‘Hunger’ – Michael Grant
Suddenly it’s a world without adults and normal has crashed and burned. When life as you know it ends at 15, everything changes.
An uneasy calm has settled over Perdido Beach. But soon fear explodes into desperation as starvation sets in. More and more kids are developing strange powers and, just as frighteningly, so are the animals in the FAYZ. And in the background, in an abandoned mineshaft, lies the greatest danger of all – and he too needs to be fed…
So the adventure continues in the FAYZ (Fall-out Alley Youth Zone) and the second phase indeed focuses on the hunger that is tearing the children apart. The novelty of not having any adults around or any structure in society has dwindled and Sam and his loyal friends find themselves as playing at being Mum and Dad to everyone in Perdido Beach.
Just like the first novel, the chapters are counting down to the end and it is not clear until the last few chapters what this end will be. Again, I didn’t find myself paying much attention to this until there were just minutes left, and this coincided with me not being able to put the book down because I just had to find out what would happen next. This time I don’t think the book reached an anti-climax, and I wasn’t frustrated by the ending; instead I felt that the conclusion marked the end of the desperate hunger the characters were enduring and that the next novel will start with a (hopefully) brighter community for the children.
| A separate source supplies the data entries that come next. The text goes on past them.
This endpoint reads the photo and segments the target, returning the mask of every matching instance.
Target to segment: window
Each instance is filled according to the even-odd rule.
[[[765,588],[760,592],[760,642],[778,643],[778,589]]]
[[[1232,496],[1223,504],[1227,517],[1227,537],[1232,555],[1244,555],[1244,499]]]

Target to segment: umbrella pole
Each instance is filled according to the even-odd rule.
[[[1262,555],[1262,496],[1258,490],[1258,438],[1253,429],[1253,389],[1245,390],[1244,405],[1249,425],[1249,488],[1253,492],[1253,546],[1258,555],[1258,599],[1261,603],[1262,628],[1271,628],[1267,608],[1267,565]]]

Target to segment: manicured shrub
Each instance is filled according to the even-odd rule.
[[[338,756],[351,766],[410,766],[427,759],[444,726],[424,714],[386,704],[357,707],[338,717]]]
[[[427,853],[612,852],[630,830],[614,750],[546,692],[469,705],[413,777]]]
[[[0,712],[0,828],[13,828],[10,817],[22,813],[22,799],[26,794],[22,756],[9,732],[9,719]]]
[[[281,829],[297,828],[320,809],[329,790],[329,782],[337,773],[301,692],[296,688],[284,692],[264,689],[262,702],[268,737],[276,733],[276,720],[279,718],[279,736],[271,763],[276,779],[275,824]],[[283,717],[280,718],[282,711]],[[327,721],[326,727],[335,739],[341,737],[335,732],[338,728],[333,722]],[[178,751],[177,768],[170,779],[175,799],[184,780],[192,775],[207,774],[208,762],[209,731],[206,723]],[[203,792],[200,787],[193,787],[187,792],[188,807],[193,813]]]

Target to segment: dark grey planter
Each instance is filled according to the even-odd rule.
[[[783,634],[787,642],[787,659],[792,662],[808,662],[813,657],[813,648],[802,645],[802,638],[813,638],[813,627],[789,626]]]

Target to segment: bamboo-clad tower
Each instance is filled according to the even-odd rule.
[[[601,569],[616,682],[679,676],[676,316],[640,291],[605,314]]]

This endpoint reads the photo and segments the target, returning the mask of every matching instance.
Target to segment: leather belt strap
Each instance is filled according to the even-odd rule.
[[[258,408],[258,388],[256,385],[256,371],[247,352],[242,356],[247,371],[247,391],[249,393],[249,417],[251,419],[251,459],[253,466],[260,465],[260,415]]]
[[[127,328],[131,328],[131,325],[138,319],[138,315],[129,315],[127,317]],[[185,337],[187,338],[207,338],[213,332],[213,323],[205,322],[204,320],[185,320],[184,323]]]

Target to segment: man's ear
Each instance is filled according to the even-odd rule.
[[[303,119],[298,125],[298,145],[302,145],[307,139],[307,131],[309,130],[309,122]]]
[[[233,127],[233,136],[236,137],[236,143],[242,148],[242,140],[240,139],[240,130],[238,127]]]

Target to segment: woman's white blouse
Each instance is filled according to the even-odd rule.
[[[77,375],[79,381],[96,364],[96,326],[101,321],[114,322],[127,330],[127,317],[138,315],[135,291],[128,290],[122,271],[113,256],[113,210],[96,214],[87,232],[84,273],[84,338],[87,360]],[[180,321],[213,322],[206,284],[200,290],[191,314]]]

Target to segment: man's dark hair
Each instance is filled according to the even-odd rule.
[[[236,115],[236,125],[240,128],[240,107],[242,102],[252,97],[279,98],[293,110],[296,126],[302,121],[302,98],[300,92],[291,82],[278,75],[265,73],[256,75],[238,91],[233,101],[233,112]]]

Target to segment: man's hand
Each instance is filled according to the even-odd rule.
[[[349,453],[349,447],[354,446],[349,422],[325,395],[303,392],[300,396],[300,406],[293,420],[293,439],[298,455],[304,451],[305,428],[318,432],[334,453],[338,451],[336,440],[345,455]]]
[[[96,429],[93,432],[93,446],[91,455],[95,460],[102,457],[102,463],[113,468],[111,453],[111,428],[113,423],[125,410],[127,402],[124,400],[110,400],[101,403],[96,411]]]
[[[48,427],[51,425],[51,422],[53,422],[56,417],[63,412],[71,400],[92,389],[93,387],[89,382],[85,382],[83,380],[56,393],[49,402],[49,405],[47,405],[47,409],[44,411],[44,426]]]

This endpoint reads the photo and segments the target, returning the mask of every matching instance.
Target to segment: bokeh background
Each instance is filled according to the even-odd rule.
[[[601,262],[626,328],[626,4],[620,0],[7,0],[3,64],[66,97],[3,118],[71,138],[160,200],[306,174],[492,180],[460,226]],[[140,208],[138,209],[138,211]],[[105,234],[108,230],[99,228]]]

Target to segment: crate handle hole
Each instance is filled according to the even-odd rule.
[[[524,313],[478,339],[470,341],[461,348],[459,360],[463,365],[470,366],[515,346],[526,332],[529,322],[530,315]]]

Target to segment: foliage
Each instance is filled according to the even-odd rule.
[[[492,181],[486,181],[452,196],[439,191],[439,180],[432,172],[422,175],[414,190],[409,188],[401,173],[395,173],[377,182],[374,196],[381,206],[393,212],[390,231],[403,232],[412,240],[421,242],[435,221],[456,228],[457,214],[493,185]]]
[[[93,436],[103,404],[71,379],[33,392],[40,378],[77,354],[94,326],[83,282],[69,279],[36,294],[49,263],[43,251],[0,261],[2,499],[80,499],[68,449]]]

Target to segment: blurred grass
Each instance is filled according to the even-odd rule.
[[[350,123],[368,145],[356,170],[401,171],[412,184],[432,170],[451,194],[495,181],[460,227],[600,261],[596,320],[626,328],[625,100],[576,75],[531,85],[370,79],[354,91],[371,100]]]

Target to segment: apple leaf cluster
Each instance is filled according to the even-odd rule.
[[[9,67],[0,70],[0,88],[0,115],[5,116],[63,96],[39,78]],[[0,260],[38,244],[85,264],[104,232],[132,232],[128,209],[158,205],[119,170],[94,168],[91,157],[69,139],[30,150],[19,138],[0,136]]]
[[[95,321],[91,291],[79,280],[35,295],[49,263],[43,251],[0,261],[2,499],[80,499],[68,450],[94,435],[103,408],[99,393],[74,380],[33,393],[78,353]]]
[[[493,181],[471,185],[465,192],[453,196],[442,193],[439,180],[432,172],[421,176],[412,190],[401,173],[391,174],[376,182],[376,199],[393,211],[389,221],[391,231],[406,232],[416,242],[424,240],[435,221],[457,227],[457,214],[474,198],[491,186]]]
Indeed, the dark thoughts from the children are quite disturbing and I think Grant has considered interesting behaviour patterns when children are left on their own. Society is breaking down as a result of this desperation and the differences that are drawn up between the children do not seem far fetched nor remote. The idea of being different and not “the norm” is abused by the children and it is frightening the lengths that they consider to go to.
That being said, there remains a divide between Sam and Caine in the community and throughout this book I was always hoping that this divide disappeared. I don’t know how far Grant can take this division between Sam and Caine without it becoming repetitive, so I am looking forward to seeing what he does next with these characters.
More powers are revealed in this book and I hope this is something that continues in the next instalment as it is interesting to see how the characters adapt. I also found it enjoyable to read how the children are trying to rebuild a working community and I did find myself hoping that they succeed.
Like many novels that have several in a series, whilst some loose ends are tied up at the end of ‘Hunger’, there are course a lot of questions that remain unanswered. I found this book a lot more enjoyable than ‘Gone’: either because the characters were more developed or I was more prepared for what this next book had to offer. Either way, definitely give this a read if you found the first book partly enjoyable as this is a pleasant surprise and one worth spending some time on.